I respectfully dissent.

While the Tennessee Wrongful Death Statute did, as the majority notes, change a rule of the common law, it does not follow that the statute must be strictly construed. See, e. g., Southeastern Aviation, Inc. v. Hurd, 209 Tenn. 369, 355 S.W.2d 436 (1962). Statutes changing common-law rules may also be remedial, 82 C.J.S. Statutes § 388 (1953), and thus, entitled to a liberal construction so as to effectuate the purposes for which they were enacted.

“Death statutes have their roots in dissatisfaction with the archaisms of the [earlier] law . . . . It would be a misfortune if a narrow or grudging process of construction were to exemplify and perpetuate the very evils to be remedied. There are times when uncertain words are to be wrought into consistency and unity with a legislative policy which is itself a source of law, a new generative impulse transmitted to the legal system.” Van Beeck v. Sabine Towing Co., 300 U.S. 342, 350-51, 57 S.Ct. 452, 456, 81 L.Ed.2d 685 (1937) (Cardozo, J.).

In my opinion, resolution of the question of whether an unborn child is a “person” within the meaning of our Wrongful Death Act should effectuate the basic purposes of such legislation — “to afford redress in wrongful death cases where no redress was obtainable at common law, and to ameliorate the harsh rule which denied any recovery if an injured person died, while permitting an award of damages if the person lived.” 25A C.J.S. Death § 14 (1966) (emphasis added).

In Shousha v. Matthews Drivurself Serv., Inc., 210 Tenn. 384, 358 S.W.2d 471 (1962), parents were allowed to bring actions for the wrongful deaths of their triplet sons where each child was born alive and subsequently died as a result of injuries received prior to birth.

It is no less a loss to survivors where, as here, the child died before birth.
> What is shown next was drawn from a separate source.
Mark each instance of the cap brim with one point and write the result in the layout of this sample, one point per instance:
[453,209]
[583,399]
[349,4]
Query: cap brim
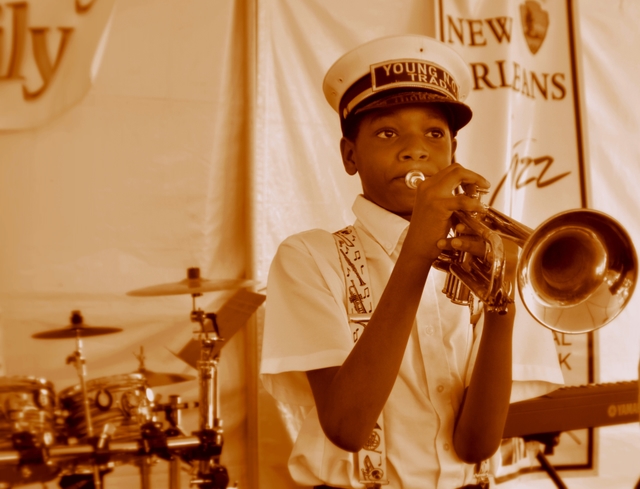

It seems inconsistent to permit recovery for prenatal injuries to the child born alive but to deny recovery to a child whose prenatal injuries inflicted by the tortfeasor are severe enough to cause stillbirth. As the Maryland Supreme Court observed: “The cause of action arose at the time of the injury, and we see no more reason why it should be cut off because of the child’s death before birth, than if it died thereafter.” State ex rel. Odham v. Sherman, 234 Md. 179, 198 A.2d 71, 73 (1964).

Because this inconsistency is essentially the same as that addressed by the wrongful death statutes, I would hold that an unborn child is a “person” within the meaning of the Tennessee Wrongful Death Statute, thus permitting the parents to recover notwithstanding the death of the child. In my opinion it is clear that our Legislature intended that whatever loss there is should be compensated.

I am authorized to state that Mr. Chief Justice HENRY joins in this dissent.